When do I provide my insurance information?
Regardless of whether you have insurance or not, the goal of our emergency department is to address your medical concerns immediately. That is why we do not delay your care to obtain insurance information. We sometimes try to obtain that information during your stay as long as it does not interfere with your tests and treatments. If you are discharged, we will obtain this information at exit registration.
Does your ER treat children?
All the providers at the Emergency Department at UM BWMC are able to see children of all ages--from newborns to teenagers. In addition, we have a pediatrician available 24 hours a day, 7 days a week, meaning that your child will receive the best level of care possible in our emergency department.
What are some common symptoms of a heart attack?
The most common symptom of a heart attack is chest pain. Chest pain is often described as discomfort that comes and goes and feels like a pressure or squeezing. Everyone should be aware that chest pain is not the only system that can be a sign of a heart attack. Shortness of breath, nausea, vomiting, jaw pain, back pain, or even cold sweats can also be a sign of a heart attack. While this is true for any patient, this is especially true for diabetics and women. At UM BWMC, we have cardiologists available at all hours to perform life-saving procedures such as an angioplasty, which will restore the blood flow the heart so desperately needs.

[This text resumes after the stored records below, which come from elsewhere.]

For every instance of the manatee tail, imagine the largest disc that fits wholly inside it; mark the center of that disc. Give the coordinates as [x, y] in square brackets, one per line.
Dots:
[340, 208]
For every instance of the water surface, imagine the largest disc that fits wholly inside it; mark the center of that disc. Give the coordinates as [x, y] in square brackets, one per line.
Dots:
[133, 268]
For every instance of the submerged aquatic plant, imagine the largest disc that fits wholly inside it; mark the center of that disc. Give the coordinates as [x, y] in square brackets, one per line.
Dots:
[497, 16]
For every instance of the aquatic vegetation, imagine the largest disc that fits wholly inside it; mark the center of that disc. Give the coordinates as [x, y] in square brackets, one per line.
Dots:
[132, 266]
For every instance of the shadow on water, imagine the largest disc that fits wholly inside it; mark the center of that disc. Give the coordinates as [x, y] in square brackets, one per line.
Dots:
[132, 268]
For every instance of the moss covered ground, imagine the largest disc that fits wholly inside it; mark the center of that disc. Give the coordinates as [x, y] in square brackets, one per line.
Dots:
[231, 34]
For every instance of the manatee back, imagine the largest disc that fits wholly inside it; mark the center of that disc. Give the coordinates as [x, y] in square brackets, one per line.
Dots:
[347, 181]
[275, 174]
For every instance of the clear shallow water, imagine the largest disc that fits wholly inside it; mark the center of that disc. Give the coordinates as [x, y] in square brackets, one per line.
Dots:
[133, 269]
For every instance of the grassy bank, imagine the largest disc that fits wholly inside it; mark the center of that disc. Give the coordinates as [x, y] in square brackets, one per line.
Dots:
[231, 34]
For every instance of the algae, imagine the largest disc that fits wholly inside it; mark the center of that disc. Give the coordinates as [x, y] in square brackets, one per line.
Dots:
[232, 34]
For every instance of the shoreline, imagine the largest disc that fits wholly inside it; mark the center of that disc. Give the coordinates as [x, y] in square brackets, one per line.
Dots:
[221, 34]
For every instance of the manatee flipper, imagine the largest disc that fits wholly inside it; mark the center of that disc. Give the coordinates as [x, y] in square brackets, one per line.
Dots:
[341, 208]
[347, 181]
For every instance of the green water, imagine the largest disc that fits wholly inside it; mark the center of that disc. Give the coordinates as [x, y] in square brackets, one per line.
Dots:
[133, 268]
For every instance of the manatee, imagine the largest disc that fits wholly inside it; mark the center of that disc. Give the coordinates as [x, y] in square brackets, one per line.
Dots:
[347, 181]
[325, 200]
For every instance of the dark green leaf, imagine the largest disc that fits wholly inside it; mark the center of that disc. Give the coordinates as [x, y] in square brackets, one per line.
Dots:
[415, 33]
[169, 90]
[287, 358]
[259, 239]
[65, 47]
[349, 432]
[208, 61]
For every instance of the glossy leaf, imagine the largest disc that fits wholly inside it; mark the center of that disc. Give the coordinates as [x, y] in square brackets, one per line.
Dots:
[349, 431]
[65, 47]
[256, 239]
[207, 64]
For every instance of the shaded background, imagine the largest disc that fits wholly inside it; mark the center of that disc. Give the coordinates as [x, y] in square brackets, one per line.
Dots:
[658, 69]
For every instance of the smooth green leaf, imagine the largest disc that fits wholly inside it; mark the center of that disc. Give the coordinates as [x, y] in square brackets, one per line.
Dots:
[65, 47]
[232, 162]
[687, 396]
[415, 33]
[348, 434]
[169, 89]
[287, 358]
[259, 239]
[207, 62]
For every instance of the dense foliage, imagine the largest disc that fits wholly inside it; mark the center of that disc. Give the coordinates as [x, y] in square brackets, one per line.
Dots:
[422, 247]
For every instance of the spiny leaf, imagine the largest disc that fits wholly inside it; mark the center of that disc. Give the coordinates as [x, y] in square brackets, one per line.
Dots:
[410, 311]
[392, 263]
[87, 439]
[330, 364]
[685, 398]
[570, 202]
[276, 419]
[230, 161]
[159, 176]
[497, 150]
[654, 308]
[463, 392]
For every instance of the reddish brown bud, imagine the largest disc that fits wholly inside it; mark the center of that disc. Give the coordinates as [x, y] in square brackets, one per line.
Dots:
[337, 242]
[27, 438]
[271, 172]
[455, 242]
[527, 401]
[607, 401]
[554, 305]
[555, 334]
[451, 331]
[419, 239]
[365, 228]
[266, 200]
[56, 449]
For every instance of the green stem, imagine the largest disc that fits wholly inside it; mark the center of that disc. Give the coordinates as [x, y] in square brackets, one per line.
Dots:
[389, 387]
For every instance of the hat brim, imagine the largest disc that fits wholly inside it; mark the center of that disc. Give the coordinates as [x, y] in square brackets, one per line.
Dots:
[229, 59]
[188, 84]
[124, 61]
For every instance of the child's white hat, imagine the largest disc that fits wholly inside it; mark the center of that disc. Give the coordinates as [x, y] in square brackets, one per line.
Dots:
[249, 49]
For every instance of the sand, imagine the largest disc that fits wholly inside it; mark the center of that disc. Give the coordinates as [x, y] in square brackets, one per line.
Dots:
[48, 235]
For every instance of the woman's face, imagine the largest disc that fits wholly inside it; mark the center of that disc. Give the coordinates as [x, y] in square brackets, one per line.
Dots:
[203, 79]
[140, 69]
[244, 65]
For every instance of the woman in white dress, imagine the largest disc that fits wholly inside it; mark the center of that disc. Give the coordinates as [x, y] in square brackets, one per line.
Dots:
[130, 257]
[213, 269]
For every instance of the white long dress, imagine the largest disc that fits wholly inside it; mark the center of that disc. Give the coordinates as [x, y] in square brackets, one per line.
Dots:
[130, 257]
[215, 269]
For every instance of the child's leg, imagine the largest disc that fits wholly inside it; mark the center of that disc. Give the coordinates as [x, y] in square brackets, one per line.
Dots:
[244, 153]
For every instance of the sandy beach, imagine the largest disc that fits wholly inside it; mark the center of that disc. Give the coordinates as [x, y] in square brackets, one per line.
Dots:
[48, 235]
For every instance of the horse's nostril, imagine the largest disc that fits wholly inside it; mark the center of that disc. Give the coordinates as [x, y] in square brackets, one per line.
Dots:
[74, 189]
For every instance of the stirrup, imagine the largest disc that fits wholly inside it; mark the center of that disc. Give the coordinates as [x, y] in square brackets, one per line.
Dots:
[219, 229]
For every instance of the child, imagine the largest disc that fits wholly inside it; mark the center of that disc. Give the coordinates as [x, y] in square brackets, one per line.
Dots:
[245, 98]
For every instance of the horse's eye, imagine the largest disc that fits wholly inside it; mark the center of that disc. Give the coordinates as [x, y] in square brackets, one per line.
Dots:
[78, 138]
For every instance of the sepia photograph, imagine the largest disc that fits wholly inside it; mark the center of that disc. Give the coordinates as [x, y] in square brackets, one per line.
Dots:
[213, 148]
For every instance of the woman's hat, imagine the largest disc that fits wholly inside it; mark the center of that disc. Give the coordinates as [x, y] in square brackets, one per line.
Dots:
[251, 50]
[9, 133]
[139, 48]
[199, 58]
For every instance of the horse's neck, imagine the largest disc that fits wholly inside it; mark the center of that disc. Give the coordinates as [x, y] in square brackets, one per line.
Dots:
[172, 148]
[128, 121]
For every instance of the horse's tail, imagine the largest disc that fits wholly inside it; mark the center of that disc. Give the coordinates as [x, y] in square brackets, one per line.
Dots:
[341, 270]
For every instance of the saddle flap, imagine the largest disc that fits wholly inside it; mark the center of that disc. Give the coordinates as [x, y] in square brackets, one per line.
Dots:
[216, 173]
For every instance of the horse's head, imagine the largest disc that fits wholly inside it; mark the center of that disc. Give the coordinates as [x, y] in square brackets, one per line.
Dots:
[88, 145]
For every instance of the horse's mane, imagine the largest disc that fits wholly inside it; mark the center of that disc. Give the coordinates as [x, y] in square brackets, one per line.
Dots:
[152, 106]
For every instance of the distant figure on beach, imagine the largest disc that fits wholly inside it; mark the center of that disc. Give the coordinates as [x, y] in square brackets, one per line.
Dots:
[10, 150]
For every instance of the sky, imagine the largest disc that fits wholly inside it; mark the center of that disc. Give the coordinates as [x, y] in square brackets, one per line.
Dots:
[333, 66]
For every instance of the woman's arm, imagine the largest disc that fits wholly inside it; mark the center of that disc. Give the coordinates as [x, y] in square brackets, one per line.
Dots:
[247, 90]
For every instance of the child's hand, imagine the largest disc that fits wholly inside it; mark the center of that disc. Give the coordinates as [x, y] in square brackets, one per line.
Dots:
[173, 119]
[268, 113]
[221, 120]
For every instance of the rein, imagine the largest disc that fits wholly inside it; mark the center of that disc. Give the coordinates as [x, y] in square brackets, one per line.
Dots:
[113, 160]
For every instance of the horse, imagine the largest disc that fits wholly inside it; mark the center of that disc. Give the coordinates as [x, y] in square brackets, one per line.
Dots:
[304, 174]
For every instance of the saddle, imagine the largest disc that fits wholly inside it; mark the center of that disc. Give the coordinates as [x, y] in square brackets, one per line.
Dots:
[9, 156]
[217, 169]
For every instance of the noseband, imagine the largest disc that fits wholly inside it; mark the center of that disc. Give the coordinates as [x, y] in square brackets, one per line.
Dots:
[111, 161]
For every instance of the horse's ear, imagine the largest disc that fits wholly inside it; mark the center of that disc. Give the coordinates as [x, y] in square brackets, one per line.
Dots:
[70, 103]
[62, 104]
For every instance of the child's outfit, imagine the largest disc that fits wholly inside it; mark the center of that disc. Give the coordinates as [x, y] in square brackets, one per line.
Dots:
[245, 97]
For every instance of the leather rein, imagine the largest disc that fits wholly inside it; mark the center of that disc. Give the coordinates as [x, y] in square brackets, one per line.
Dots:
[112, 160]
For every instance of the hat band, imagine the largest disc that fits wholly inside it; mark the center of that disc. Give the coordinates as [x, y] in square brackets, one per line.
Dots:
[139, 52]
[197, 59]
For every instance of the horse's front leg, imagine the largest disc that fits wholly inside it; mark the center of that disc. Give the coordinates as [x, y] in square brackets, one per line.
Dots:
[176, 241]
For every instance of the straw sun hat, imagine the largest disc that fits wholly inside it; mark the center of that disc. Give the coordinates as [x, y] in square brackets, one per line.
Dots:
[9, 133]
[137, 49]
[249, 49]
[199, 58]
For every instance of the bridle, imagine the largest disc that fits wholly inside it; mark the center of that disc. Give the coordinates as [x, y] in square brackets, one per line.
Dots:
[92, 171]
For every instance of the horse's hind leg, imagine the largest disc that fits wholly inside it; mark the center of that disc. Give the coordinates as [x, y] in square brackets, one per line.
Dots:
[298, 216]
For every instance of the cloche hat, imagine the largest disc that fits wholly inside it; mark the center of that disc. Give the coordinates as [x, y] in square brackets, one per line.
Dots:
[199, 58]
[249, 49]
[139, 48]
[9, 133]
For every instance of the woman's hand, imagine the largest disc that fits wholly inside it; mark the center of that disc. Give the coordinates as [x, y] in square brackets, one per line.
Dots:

What are some common symptoms of a stroke?
It's extremely important for everyone to be able to recognize the signs of a stroke. Symptoms include numbness to one side of the body or weakness, difficulty seeing, sudden severe confusion, or headache. As with any emergency, you should call 911 immediately. As a Primary Stroke Center, our emergency department and neurology department are able to provide the life-saving treatments that are needed during a stroke. With this designation, ambulances are allowed to come directly to our hospital, even bypassing other hospitals so we may provide you the treatment you need.
How do I know if I should visit the Emergency Department?
People are often concerned when they should come to the emergency department. It is not often the decision of the patient to be able to make that determination. If you feel like you're having an emergency that needs to be dealt with immediately, we feel you should come to the emergency department no matter what. If you have the ability to talk to your primary care physician, please do. But do not let that stop you from coming in the ED if you feel it is necessary.
There are so many features of our emergency department that make my life as a physician and your ability to get care in our emergency department so much easier. We have a main acute care area that we see our sickest patients in, we have a separate area for patients with minor accidents, as well as a separate area for pediatrics and psychiatric patients. We also have an ultrasound machine in our emergency department, and we have the ability to see patients in a very quick manner.